How do you promote a healthy gut so you have a healthy mind?
* Food: Eating good quality, clean, real food that works for you and your bodies composition. May include;
1. Good quality meats (organic grass fed – land grown if possible) or wild caught
2. In season fruits and vegetables (increasing your vege intake to 6-8 serves per day)
3. Healthy fatty foods (i.e. avocado, nuts and seeds)
4. Good quality saturated fats sourced from land raised animals or pasture raised animals/products
5. Fermented foods with live bacteria (i.e. kraut, kefir, kombucha)

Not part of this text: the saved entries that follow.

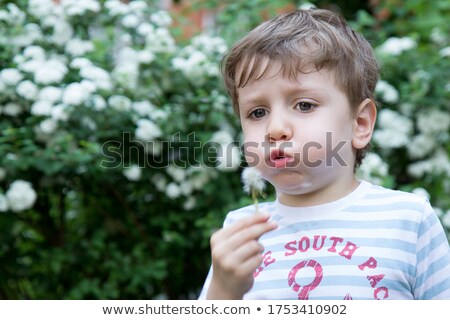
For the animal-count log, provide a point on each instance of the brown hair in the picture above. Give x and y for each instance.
(299, 40)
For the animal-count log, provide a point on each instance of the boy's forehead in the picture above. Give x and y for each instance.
(255, 68)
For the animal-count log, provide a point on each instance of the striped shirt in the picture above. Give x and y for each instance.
(375, 243)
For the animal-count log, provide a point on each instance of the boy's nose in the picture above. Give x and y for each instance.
(278, 129)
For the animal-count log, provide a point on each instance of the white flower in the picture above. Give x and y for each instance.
(173, 190)
(438, 164)
(228, 157)
(3, 203)
(51, 71)
(395, 46)
(394, 131)
(147, 130)
(446, 220)
(40, 8)
(252, 180)
(59, 112)
(62, 32)
(143, 108)
(10, 76)
(433, 121)
(41, 108)
(445, 52)
(20, 195)
(161, 19)
(177, 173)
(421, 145)
(127, 74)
(120, 103)
(160, 41)
(50, 94)
(133, 173)
(145, 29)
(387, 92)
(77, 47)
(32, 33)
(117, 8)
(80, 62)
(130, 21)
(34, 53)
(222, 137)
(373, 168)
(439, 212)
(146, 56)
(27, 89)
(138, 5)
(12, 109)
(48, 126)
(307, 6)
(438, 36)
(79, 8)
(97, 75)
(76, 93)
(97, 102)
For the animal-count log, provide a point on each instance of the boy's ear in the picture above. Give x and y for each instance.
(364, 123)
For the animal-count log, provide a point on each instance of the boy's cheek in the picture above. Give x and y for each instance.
(252, 153)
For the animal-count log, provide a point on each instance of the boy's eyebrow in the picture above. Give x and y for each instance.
(255, 98)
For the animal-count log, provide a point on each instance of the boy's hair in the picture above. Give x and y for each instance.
(301, 39)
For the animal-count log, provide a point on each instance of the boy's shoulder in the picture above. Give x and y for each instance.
(387, 195)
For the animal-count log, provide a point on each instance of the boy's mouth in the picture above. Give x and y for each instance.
(278, 159)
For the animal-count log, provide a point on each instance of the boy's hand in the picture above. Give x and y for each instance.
(236, 253)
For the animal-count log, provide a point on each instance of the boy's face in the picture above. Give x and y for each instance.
(299, 135)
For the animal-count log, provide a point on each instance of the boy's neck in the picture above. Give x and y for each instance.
(328, 193)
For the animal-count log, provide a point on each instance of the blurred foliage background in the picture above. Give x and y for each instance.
(120, 151)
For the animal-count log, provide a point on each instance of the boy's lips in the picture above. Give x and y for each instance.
(279, 159)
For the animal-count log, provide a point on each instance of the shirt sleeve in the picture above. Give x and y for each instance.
(433, 259)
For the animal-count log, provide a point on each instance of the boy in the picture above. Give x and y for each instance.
(302, 85)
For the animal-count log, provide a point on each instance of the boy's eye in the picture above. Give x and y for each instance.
(258, 113)
(304, 106)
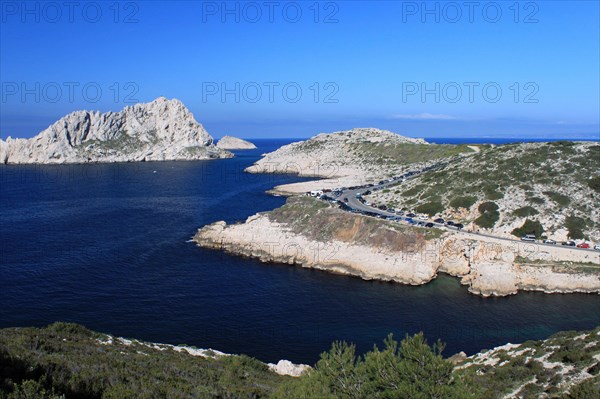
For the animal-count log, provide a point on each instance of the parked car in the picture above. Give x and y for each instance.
(528, 237)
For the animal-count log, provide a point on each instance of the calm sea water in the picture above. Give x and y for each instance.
(107, 246)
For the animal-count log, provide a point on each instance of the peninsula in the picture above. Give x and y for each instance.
(358, 218)
(161, 130)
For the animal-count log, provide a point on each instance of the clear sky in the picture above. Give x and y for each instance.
(294, 69)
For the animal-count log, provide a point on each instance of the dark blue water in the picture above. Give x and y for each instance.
(106, 246)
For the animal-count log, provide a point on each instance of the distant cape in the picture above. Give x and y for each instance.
(160, 130)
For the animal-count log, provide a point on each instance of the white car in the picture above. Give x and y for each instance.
(528, 237)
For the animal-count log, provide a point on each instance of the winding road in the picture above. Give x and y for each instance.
(354, 204)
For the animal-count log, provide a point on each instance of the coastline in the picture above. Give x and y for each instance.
(487, 266)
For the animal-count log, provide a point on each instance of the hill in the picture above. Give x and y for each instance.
(550, 189)
(156, 131)
(67, 360)
(352, 157)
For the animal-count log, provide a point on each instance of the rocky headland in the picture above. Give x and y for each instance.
(160, 130)
(313, 234)
(233, 143)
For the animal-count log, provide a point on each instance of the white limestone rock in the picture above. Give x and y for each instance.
(285, 367)
(156, 131)
(233, 143)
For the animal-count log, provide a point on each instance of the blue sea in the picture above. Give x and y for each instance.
(108, 246)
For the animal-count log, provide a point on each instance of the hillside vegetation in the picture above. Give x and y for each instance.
(362, 152)
(548, 189)
(67, 360)
(323, 222)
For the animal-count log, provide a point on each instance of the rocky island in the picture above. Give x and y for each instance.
(314, 233)
(160, 130)
(233, 143)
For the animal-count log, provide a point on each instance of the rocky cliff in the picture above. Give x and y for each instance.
(233, 143)
(304, 232)
(159, 130)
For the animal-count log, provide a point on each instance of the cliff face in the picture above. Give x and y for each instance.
(335, 241)
(155, 131)
(233, 143)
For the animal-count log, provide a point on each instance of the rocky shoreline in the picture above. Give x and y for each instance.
(487, 266)
(161, 130)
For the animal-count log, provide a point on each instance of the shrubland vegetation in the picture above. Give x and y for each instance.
(549, 183)
(320, 221)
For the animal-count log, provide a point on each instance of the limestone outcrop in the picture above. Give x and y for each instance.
(156, 131)
(233, 143)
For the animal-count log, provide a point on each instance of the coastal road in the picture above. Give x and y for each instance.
(353, 203)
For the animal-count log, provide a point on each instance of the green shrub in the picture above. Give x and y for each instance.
(489, 215)
(525, 211)
(529, 227)
(594, 183)
(575, 225)
(536, 200)
(491, 192)
(560, 199)
(410, 369)
(487, 207)
(463, 202)
(430, 208)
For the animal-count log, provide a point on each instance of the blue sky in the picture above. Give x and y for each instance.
(294, 69)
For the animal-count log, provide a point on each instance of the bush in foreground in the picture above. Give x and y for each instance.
(412, 369)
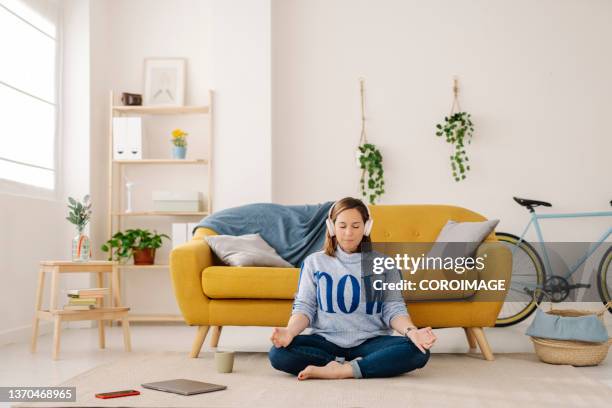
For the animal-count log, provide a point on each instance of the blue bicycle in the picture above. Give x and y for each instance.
(533, 278)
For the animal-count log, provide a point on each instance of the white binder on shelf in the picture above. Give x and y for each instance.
(179, 234)
(190, 227)
(127, 138)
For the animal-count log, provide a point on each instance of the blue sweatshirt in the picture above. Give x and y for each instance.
(331, 293)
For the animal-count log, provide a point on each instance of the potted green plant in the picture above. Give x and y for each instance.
(79, 214)
(457, 129)
(179, 142)
(372, 174)
(139, 243)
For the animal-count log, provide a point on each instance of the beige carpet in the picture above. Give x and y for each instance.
(448, 380)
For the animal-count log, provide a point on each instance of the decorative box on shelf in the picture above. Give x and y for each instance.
(183, 201)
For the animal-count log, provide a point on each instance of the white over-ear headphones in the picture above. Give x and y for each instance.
(366, 229)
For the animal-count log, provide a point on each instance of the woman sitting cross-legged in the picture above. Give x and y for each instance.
(330, 300)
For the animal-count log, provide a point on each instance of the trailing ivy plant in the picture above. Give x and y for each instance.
(372, 174)
(458, 129)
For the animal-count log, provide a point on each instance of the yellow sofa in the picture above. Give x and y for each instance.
(210, 294)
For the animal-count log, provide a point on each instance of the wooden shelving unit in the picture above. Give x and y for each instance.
(116, 216)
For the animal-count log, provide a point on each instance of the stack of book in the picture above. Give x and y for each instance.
(85, 299)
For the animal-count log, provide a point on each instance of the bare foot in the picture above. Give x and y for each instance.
(333, 370)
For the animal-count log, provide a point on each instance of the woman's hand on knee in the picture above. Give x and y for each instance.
(423, 338)
(281, 337)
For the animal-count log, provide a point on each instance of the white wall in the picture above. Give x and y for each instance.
(241, 57)
(123, 34)
(535, 75)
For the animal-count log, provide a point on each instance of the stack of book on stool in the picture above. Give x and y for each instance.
(85, 299)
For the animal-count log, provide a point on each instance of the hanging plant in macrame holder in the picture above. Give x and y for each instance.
(372, 180)
(458, 129)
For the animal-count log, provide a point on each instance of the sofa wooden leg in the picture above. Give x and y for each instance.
(199, 340)
(482, 343)
(214, 340)
(470, 337)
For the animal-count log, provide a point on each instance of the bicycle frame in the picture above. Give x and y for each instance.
(534, 220)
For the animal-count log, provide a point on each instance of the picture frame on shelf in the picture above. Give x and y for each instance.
(164, 81)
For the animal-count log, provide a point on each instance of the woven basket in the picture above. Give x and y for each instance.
(576, 353)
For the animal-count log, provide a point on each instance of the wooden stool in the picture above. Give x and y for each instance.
(100, 313)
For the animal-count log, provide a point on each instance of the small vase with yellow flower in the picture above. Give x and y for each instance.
(179, 144)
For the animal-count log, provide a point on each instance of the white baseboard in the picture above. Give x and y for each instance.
(23, 334)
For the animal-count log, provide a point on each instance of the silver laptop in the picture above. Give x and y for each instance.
(184, 387)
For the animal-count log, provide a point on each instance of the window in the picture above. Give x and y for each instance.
(28, 92)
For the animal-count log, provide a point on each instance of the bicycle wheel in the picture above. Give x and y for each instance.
(604, 278)
(528, 274)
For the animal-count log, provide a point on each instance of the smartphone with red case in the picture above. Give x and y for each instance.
(117, 394)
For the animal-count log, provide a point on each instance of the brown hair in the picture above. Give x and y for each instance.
(346, 203)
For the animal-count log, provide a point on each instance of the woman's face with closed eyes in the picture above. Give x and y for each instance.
(349, 227)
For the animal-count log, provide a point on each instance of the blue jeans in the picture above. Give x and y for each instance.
(382, 356)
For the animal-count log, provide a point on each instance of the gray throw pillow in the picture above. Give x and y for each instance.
(461, 239)
(245, 250)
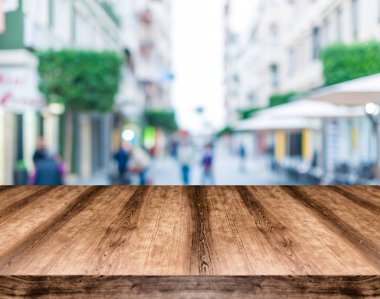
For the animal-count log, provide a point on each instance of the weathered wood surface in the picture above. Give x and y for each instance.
(267, 233)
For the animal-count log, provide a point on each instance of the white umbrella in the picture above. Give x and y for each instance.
(351, 93)
(312, 109)
(271, 124)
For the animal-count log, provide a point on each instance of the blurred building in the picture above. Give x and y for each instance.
(281, 52)
(24, 116)
(153, 57)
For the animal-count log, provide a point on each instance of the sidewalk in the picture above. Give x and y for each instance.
(166, 171)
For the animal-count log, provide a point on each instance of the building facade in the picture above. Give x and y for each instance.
(24, 116)
(287, 37)
(281, 54)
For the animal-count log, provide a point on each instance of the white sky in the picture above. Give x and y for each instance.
(198, 36)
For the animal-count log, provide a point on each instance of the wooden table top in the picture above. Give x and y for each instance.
(170, 231)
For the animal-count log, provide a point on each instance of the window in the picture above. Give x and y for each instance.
(274, 34)
(355, 18)
(339, 32)
(292, 62)
(274, 76)
(316, 43)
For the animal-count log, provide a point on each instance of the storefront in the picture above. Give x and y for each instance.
(20, 123)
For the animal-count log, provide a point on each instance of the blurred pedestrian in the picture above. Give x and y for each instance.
(207, 165)
(140, 163)
(41, 151)
(243, 158)
(122, 157)
(185, 158)
(48, 172)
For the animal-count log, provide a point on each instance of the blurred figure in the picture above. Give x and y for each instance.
(48, 172)
(41, 151)
(140, 163)
(122, 157)
(185, 157)
(243, 158)
(207, 166)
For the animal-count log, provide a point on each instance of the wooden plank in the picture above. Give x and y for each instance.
(349, 220)
(228, 231)
(224, 287)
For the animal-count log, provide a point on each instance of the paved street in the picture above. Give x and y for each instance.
(166, 171)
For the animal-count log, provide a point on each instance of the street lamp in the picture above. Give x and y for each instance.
(373, 111)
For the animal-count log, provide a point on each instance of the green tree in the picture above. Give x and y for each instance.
(81, 80)
(279, 99)
(161, 118)
(247, 113)
(347, 62)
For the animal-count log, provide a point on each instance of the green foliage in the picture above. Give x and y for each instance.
(81, 80)
(225, 131)
(279, 99)
(347, 62)
(160, 118)
(20, 165)
(247, 113)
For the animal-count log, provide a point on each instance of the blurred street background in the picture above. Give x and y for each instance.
(170, 92)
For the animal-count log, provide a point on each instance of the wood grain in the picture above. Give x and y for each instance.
(253, 238)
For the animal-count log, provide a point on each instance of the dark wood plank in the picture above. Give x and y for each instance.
(190, 287)
(138, 238)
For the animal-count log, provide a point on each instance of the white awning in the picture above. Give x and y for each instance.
(312, 109)
(351, 93)
(275, 124)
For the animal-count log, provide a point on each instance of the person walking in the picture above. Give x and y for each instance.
(207, 166)
(48, 172)
(185, 157)
(243, 158)
(41, 151)
(122, 157)
(141, 162)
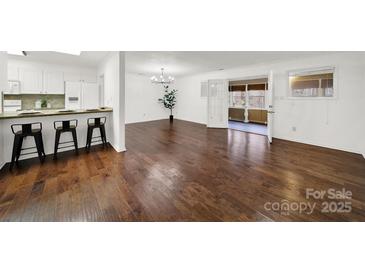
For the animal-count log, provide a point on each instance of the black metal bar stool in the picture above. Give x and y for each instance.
(61, 127)
(22, 131)
(93, 123)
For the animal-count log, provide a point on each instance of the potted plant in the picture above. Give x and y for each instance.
(169, 100)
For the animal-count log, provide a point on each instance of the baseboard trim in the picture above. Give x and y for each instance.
(119, 150)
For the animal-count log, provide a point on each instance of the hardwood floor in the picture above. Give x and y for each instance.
(182, 172)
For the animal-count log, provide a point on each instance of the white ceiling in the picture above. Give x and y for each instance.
(176, 63)
(85, 59)
(180, 63)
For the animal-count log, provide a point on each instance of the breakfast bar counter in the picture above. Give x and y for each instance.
(53, 112)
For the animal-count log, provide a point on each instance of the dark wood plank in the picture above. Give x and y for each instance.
(181, 172)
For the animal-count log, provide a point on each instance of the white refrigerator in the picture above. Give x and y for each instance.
(81, 95)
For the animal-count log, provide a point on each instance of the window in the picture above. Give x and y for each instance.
(317, 84)
(256, 95)
(256, 99)
(237, 99)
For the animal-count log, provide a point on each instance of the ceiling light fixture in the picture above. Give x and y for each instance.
(161, 79)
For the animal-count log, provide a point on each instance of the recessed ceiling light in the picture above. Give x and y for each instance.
(17, 52)
(72, 52)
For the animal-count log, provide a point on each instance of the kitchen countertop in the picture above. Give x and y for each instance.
(54, 112)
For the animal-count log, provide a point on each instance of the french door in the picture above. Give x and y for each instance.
(217, 103)
(270, 107)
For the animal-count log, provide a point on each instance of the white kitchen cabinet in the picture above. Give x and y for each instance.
(88, 77)
(31, 80)
(13, 73)
(54, 82)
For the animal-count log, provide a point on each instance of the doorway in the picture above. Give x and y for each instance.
(247, 105)
(248, 102)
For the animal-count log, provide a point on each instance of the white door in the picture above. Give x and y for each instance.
(54, 82)
(90, 96)
(73, 95)
(270, 106)
(217, 104)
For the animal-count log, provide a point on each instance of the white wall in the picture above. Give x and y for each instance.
(3, 87)
(142, 99)
(335, 123)
(113, 70)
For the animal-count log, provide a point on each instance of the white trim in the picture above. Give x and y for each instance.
(117, 149)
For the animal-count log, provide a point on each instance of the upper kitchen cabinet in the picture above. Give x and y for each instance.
(13, 73)
(88, 77)
(54, 82)
(31, 80)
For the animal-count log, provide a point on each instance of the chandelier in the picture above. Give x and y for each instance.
(161, 79)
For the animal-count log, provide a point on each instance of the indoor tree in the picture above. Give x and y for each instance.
(169, 100)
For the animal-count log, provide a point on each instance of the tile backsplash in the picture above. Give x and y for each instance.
(57, 101)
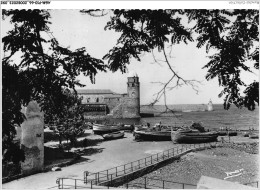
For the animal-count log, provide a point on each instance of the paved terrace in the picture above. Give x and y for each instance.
(108, 154)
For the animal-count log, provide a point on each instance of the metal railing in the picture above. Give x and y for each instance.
(93, 180)
(112, 173)
(152, 183)
(253, 184)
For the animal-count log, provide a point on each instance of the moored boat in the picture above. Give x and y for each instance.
(196, 133)
(156, 133)
(254, 136)
(114, 135)
(193, 136)
(153, 135)
(100, 129)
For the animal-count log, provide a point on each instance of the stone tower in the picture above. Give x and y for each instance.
(133, 92)
(210, 106)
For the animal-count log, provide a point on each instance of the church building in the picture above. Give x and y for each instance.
(105, 101)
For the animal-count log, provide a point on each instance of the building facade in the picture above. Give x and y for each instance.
(105, 101)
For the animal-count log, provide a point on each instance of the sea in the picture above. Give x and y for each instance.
(185, 114)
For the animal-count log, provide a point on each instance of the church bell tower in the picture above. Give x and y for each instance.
(133, 90)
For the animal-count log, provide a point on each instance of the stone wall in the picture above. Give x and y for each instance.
(128, 108)
(112, 103)
(32, 139)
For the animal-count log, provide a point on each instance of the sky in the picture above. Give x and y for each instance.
(74, 30)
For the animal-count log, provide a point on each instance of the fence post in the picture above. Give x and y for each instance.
(58, 182)
(163, 184)
(111, 180)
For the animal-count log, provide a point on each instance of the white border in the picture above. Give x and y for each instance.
(232, 4)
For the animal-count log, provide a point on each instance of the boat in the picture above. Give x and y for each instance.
(156, 133)
(152, 135)
(126, 127)
(114, 135)
(194, 134)
(254, 136)
(101, 129)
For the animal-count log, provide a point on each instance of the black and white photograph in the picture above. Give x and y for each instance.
(130, 94)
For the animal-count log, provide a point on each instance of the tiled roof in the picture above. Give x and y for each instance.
(113, 96)
(94, 91)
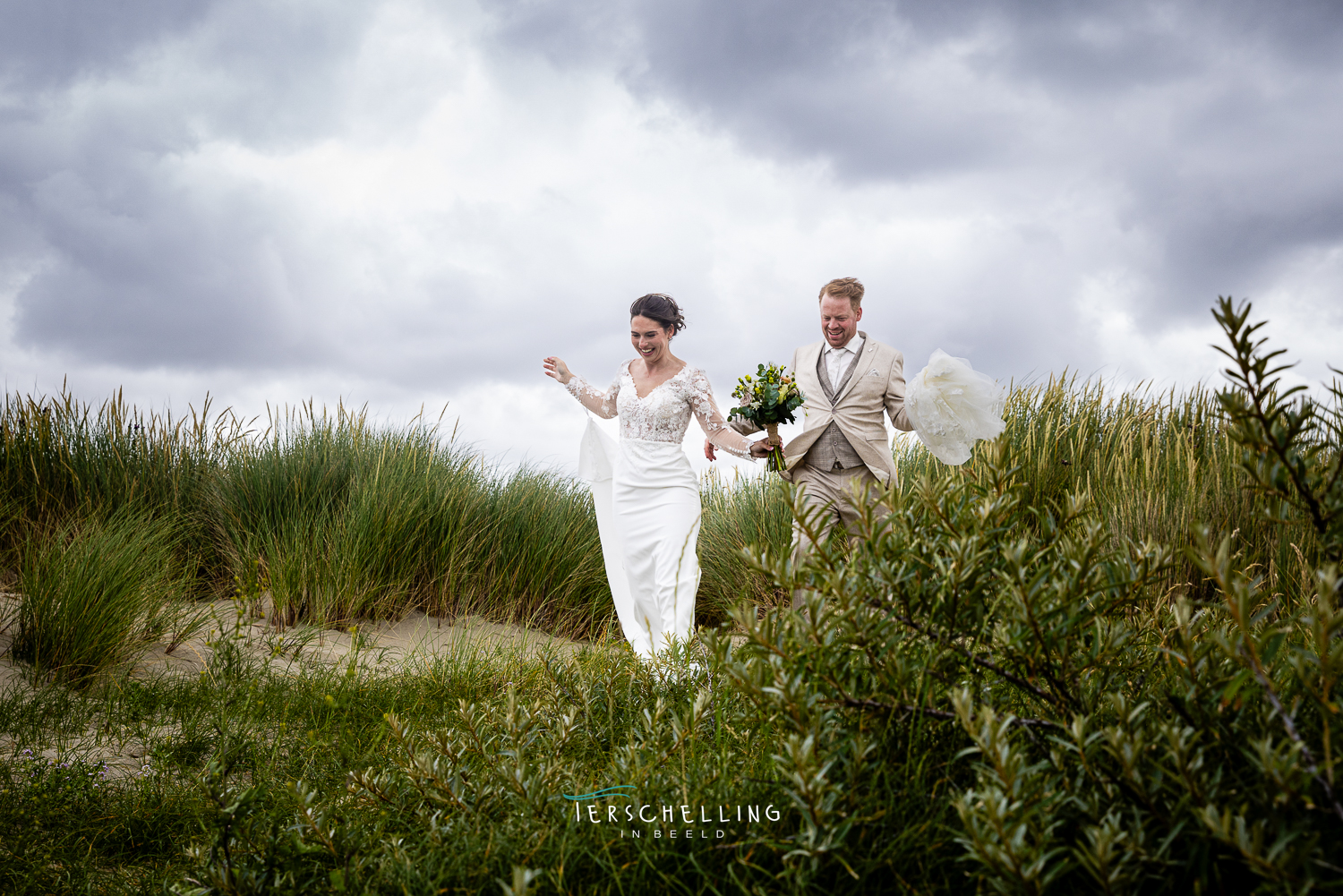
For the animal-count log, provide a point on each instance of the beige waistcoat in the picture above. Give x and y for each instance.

6. Hydration with filtered water or hard (mineral) water if you do well on it
7. Herbs/foods (i.e. oregano, wormwood, ginger and garlic) that are anti parasitic/anti-fungal can help regulate a healthy gut flora.
* Rest: Think quality rather than quantity. 6-8 hours is what you want to be aiming for of quality sleep. If you aren’t a good sleeper trying meditating before bed to dump things that may be on your mind. A great app to use is headspace or calm. You can track your sleep quality using sleep cycle app. This will help you track the depth of your sleep. Additionally, setting your bedroom for a mild temp where you’re not too cold and not too hot (16-20 degrees is a good temperature) can help you get quality sleep.
What’s important to remember is that all our body systems including the gut work together to give you the energy and clarity you need to tackle day. When you feel low or lack energy, look at what is fuelling your body and you may find some answers.